Data protection is based on the CIA principles:
- Confidentiality: Use the principle of least privilege to give access only to those who really need it. Protect secrets and resources from unauthorised access.
- Integrity: Protect data at rest and in transit from tampering. Hash algorithms are usually used to verify whether data has changed.
- Availability: Ensure services are able to run and that access to their data is not compromised, e.g. by DDoS attacks.
Azure Firewall is a highly available and scalable stateful firewall used to protect resources within virtual networks. It can be configured to allow or deny traffic based on rules including:
- Source IP address
- Protocol
- Destination port
- Destination address
- Which domains can be accessed from a subnet
Network Address Translation (NAT) rules can also be configured in Azure Firewall.
Azure Application Gateway, Azure Front Door and Azure Content Delivery Network offer a different kind of firewall known as web application firewall (WAF), which provides protection tailored to web applications.
Azure DDoS Protection resists attempts to overwhelm or overallocate resources by flooding them with requests.
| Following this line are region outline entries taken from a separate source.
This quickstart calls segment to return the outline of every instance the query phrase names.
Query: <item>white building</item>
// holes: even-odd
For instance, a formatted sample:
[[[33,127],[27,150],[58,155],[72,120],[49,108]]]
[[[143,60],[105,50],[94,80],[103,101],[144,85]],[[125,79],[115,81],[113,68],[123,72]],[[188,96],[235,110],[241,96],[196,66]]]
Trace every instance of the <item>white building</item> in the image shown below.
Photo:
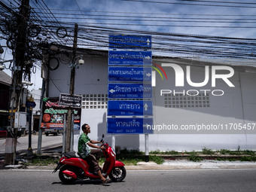
[[[93,50],[80,52],[84,55],[84,64],[76,69],[75,94],[83,95],[81,124],[89,123],[90,137],[99,139],[102,133],[107,135],[108,52]],[[154,130],[154,134],[149,135],[150,151],[200,151],[204,147],[212,150],[234,150],[239,147],[256,150],[256,65],[254,67],[243,60],[227,63],[224,59],[214,62],[153,56],[153,62],[160,66],[172,63],[181,67],[184,72],[184,85],[175,86],[177,80],[172,67],[163,66],[168,79],[164,75],[162,79],[156,72],[152,98],[154,126],[151,126],[154,129],[172,129],[172,125],[178,130]],[[239,62],[243,62],[239,64]],[[189,85],[186,80],[188,66],[190,81],[194,83],[204,81],[206,66],[206,69],[209,66],[209,79],[205,86]],[[220,78],[216,79],[216,85],[213,87],[212,66],[231,67],[234,74],[227,80],[234,87],[230,87],[227,81]],[[58,65],[56,59],[51,59],[50,68],[49,97],[69,93],[71,69],[69,65],[62,63],[61,60]],[[228,73],[228,70],[216,71],[216,74]],[[161,95],[170,91],[176,94]],[[218,94],[223,95],[215,96]],[[197,130],[189,130],[194,127]],[[206,130],[197,131],[199,128]],[[75,151],[78,137],[79,135],[75,136]],[[111,135],[107,135],[106,140],[111,143]],[[115,135],[115,144],[121,148],[145,151],[145,136]]]

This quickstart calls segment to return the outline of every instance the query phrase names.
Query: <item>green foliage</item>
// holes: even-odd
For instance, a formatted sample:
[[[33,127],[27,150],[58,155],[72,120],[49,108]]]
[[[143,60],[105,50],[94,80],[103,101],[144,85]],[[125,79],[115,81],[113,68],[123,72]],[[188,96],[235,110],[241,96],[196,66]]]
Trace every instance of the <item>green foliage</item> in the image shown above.
[[[219,152],[221,154],[230,154],[230,150],[227,150],[227,149],[221,149],[219,151]]]
[[[244,150],[242,151],[243,154],[251,155],[251,156],[255,156],[254,151],[251,150]]]
[[[48,166],[53,165],[58,163],[59,158],[55,157],[44,157],[35,156],[29,162],[26,163],[26,166]]]
[[[203,160],[203,158],[199,157],[196,151],[193,151],[193,152],[190,153],[190,156],[188,157],[188,160],[194,162],[200,162]]]
[[[163,164],[163,163],[164,162],[164,160],[161,157],[155,156],[155,155],[150,155],[149,160],[153,161],[159,165]]]
[[[203,154],[214,154],[214,152],[212,151],[212,149],[204,147],[202,150]]]
[[[255,156],[244,156],[239,158],[241,161],[256,161]]]
[[[160,150],[151,151],[149,152],[151,154],[178,154],[178,152],[176,151],[160,151]]]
This is available in two tiers:
- Basic: free and automatically enabled. The Azure global network is used to distribute and mitigate attack traffic across Azure regions; it ensures that Azure infrastructure is not affected by DDoS attacks. Includes always-on traffic monitoring and real-time mitigation of common network-level attacks.
- Standard: provides additional protection for virtual network resources linked to public IP addresses. Adapts mitigation measures via dedicated traffic monitoring and machine learning algorithms.
DDoS Protection can help prevent the following types of attacks:
- Volumetric attacks: flood the network layer with requests.
- Protocol attacks: exploit weaknesses in layer 3 or 4 protocols.
- Resource/application-layer attacks (only with web application firewall): target HTTP endpoints that are relatively slow to process, so many such requests ultimately overwhelm the server and make it unable to process additional requests. This requires the HTTP-aware WAF to mitigate.
Network security groups (NSGs) are like internal firewalls. Whereas Azure Firewall controls what traffic comes from outside, NSGs can be used to allow or deny traffic between resources in a virtual network, based on things like source/destination IP (single address or range), protocol (TCP, UDP or both) and direction (incoming or outgoing traffic).